An example of a two-dimensional spectrum taken at KURF for about 250 days. Energy in detector 2 is plotted against energy in detector 1. Bins are $1\times 1\mathrm{keV}$. See text for an explanation of the features of the plot.

Figure 7

(a) A slice of the two-dimensional spectrum of Fig. 6. The dashed line shows 333.97 keV. The resulting projected full-energy spectrum in coincidence with 333.97 keV is shown in (b). Here the energy scale is 4 keV per bin. Here it can be seen that a cross section of the two-dimensional spectrum containing the diagonal and vertical lines can result in peaks in the projection spectrum. Prominent peaks are labeled.

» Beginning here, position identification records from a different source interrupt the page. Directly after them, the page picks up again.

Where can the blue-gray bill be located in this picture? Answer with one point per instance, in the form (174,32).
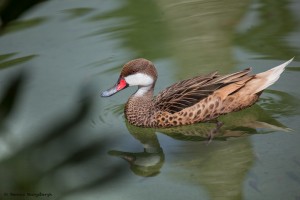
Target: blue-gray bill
(109,92)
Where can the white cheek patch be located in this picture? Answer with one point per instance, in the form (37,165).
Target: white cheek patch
(139,79)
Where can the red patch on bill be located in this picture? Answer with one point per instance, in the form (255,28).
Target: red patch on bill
(122,84)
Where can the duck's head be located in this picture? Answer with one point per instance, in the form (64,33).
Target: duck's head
(139,72)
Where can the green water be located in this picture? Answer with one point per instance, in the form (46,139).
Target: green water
(59,138)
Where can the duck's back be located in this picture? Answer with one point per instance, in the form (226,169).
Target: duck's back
(203,98)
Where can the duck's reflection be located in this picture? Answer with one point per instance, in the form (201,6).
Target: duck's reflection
(239,124)
(146,163)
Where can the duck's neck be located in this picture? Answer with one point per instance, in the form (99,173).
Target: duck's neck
(145,91)
(139,108)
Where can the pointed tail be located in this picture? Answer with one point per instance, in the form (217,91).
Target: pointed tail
(269,77)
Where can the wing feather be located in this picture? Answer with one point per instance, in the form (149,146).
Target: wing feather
(188,92)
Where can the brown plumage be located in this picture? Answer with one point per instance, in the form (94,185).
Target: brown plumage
(197,99)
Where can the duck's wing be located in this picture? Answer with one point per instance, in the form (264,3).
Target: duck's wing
(188,92)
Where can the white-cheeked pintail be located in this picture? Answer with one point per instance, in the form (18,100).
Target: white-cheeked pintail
(199,99)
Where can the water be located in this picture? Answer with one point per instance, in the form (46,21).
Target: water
(60,138)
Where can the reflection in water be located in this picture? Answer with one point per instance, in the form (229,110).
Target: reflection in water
(220,167)
(57,160)
(148,162)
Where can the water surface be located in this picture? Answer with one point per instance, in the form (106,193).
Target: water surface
(59,137)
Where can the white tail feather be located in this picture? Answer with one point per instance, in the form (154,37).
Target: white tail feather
(271,76)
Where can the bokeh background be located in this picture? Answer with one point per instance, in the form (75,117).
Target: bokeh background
(60,140)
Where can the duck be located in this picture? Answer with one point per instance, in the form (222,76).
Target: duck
(202,98)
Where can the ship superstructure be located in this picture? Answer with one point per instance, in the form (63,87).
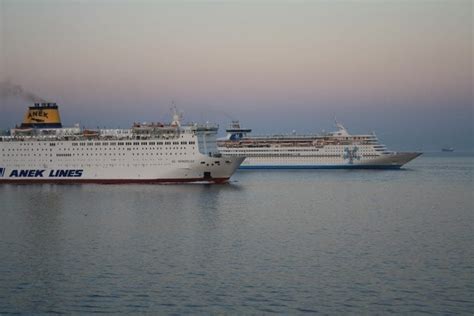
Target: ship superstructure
(335,150)
(42,150)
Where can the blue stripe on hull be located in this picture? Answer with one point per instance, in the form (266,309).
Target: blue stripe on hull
(322,167)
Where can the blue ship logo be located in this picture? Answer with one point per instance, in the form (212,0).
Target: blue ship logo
(351,154)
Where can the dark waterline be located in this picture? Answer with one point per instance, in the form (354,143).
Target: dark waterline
(327,241)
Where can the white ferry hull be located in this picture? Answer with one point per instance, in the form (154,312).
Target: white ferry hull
(214,170)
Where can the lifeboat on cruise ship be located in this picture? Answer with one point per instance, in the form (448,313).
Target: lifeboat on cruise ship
(90,133)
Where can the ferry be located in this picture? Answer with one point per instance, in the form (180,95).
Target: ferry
(334,150)
(41,150)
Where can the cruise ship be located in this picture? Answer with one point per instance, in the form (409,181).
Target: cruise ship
(334,150)
(41,150)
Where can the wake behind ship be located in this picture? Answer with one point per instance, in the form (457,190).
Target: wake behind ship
(335,150)
(42,150)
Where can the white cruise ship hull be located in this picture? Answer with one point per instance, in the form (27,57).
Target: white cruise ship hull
(386,161)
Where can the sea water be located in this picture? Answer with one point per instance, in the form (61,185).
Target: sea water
(299,241)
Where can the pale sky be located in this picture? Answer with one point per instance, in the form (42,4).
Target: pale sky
(401,68)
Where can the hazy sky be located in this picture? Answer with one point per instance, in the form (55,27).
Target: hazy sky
(401,68)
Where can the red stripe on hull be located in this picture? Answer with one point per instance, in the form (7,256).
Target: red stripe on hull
(113,181)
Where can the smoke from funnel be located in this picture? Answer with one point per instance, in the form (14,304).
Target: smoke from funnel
(9,89)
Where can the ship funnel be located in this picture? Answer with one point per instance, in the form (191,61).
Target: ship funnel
(42,115)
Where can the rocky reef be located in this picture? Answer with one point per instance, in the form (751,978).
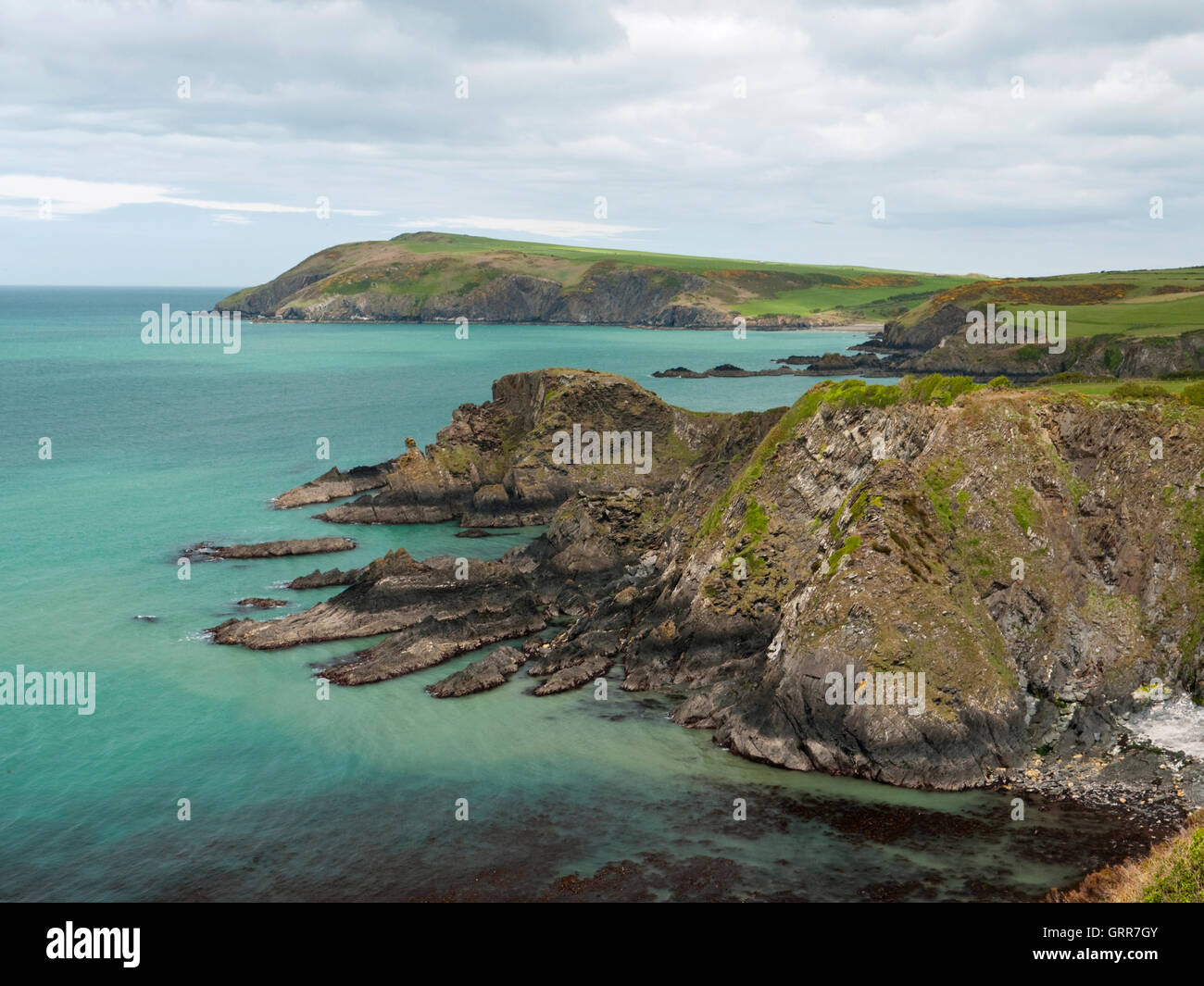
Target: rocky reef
(931,585)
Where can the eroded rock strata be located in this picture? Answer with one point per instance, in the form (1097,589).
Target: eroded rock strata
(1022,550)
(270,549)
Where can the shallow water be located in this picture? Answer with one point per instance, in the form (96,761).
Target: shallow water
(156,448)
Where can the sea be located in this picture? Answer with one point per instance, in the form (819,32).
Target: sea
(216,773)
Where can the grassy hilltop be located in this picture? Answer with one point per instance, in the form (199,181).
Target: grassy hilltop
(434,276)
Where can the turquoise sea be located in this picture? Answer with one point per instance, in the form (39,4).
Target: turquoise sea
(156,448)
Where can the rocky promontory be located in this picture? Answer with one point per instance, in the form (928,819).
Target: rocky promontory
(270,549)
(335,485)
(931,584)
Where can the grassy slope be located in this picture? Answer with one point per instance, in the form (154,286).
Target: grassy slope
(428,264)
(1131,303)
(1173,873)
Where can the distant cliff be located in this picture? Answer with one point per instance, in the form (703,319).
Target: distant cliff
(1024,553)
(440,277)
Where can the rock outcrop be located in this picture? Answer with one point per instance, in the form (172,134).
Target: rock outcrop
(923,585)
(495,668)
(496,465)
(270,549)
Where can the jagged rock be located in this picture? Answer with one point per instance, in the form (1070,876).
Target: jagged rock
(877,535)
(270,549)
(495,668)
(574,676)
(333,485)
(320,580)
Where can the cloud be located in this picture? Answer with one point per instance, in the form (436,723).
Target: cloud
(73,196)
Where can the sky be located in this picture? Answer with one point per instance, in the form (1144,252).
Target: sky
(219,144)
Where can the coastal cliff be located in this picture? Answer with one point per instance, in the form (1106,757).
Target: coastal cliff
(1024,552)
(432,277)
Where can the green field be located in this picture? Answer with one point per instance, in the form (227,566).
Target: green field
(433,265)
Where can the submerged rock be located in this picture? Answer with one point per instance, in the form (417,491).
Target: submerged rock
(908,585)
(320,580)
(495,668)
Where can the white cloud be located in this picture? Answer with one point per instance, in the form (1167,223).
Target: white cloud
(72,196)
(566,229)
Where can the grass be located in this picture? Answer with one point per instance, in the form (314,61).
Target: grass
(1106,388)
(1173,873)
(426,265)
(1151,303)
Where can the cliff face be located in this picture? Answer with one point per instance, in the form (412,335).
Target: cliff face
(937,344)
(1022,553)
(495,465)
(440,277)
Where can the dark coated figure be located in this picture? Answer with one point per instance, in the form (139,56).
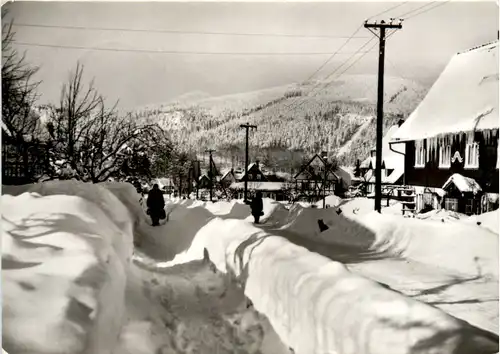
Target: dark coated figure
(156,205)
(257,207)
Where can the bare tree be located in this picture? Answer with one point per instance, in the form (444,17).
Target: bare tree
(94,141)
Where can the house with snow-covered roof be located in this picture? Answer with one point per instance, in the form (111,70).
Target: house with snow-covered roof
(451,138)
(315,179)
(257,181)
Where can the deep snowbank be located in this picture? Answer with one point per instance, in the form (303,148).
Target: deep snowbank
(318,306)
(488,220)
(63,270)
(459,246)
(102,199)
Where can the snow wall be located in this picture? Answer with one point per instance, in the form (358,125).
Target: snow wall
(459,245)
(66,247)
(317,306)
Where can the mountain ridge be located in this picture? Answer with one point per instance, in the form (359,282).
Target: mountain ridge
(307,118)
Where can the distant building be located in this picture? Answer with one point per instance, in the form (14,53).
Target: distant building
(451,139)
(392,163)
(257,181)
(312,177)
(347,176)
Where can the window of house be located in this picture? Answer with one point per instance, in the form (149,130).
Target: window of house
(444,156)
(419,156)
(472,155)
(469,206)
(451,204)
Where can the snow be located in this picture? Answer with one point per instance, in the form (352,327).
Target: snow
(488,220)
(330,200)
(464,98)
(293,287)
(63,275)
(464,184)
(347,146)
(209,281)
(264,186)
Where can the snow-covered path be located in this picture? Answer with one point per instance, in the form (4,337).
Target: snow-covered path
(473,298)
(193,307)
(185,289)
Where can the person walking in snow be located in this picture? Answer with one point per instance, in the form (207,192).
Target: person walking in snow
(257,207)
(155,204)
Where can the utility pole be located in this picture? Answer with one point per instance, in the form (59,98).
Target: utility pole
(325,161)
(210,171)
(382,26)
(247,126)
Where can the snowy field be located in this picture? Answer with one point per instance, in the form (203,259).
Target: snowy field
(209,281)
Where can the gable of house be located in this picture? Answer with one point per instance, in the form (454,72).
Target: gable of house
(314,170)
(254,173)
(464,98)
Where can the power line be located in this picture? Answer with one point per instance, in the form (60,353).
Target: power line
(291,35)
(386,11)
(334,54)
(169,51)
(294,105)
(328,60)
(415,9)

Note that the 1460.82-keV peak (from the ${}^{40}\mathrm{K}$ decay) occurs at 1126.85 keV in the 333.97-keV coincidence data, because it is a result of the full energy being shared between both detectors.

Figure 8

Coincidence data for decays to the $0{}_1^{+}$ state. Spectrum (a) is in coincidence with 333.97 keV, and spectrum (b) is in coincidence with 406.52 keV. The coincidence-energy window in spectra (a) and (b) is $\pm 2.50$ keV for detector 2 and $\pm 3.00$ keV for detector 1. These values are based on measurements with calibration sources and the background lines referred to in Sec. 2f, which also provide information on the pulse-height stability.

Figure 9

The level diagram for ${}^{102}\mathrm{Rh}$. Note the $0_1^{+}\to 2_1^{+}\to 0_{\mathrm{gs}}^{+}$ decay which emits a 468.64-keV $\gamma$ ray in coincidence with a 475.10-keV $\gamma$ ray. These were used for coincidence efficiency measurements.

Figure 10

Coincidence detection efficiency data obtained as a function of $r$ for the $E_{\gamma 1}=333.97$ keV and $E_{\gamma 2}=406.52$ keV coincidence. The data were taken with the${}^{102}\mathrm{Rh}$ source ($E_{\gamma 1}=468.64$ keV and $E_{\gamma 2}=475.10$ keV) and then corrected for detection efficiency and attenuation differences between the two $\gamma$-ray pairs involved, and a geometric correction was applied. The curve through the data presents a least-squares fit. The upper and lower curves indicate the $\pm 6.8$% scale uncertainty associated with our data.

Figure 11

A comparison of the 742.81-keV $\gamma$-ray peak from the decay of ${}^{234m}\mathrm{Pa}$ to surrounding peaks.

Figure 12

Same as Fig. 8 with nearby background peaks labeled. The origin of the peaks at 328.00 and 338.32 keV in panel (b) are discussed in Sec. 3a and the origin of the shared-energy peaks at 727.33 and 768.36 keV in panels (a) and (b) are discussed in Sec. 3b.

Figure 13

Coincidence data for the background runs taken over 180.76 days with no sample inserted are shown in spectra (a) and (b). Coincidence data for the ${\mathrm{ThO}}_2$ data taken over 1.10 days are shown in spectra (c) and (d). In all spectra, the coincidence window is $\pm 3.00$ keV.

Figure 14

The decay scheme of ${}^{150}\mathrm{Pm} \beta$ decay after $\left(p,n\right)$ activation of ${}^{150}\mathrm{Nd}$.

Figure 15

Coincidence data for the higher excited states. Spectra (a) and (b) are in coincidence with 333.97 and 712.21 keV, respectively, (c) and (d) are in coincidence with 333.97 and 859.87 keV, respectively, and (e) and (f) are in coincidence with 333.97 and 921.2 keV, respectively. The coincidence-energy window is $\pm 3.00$ keV.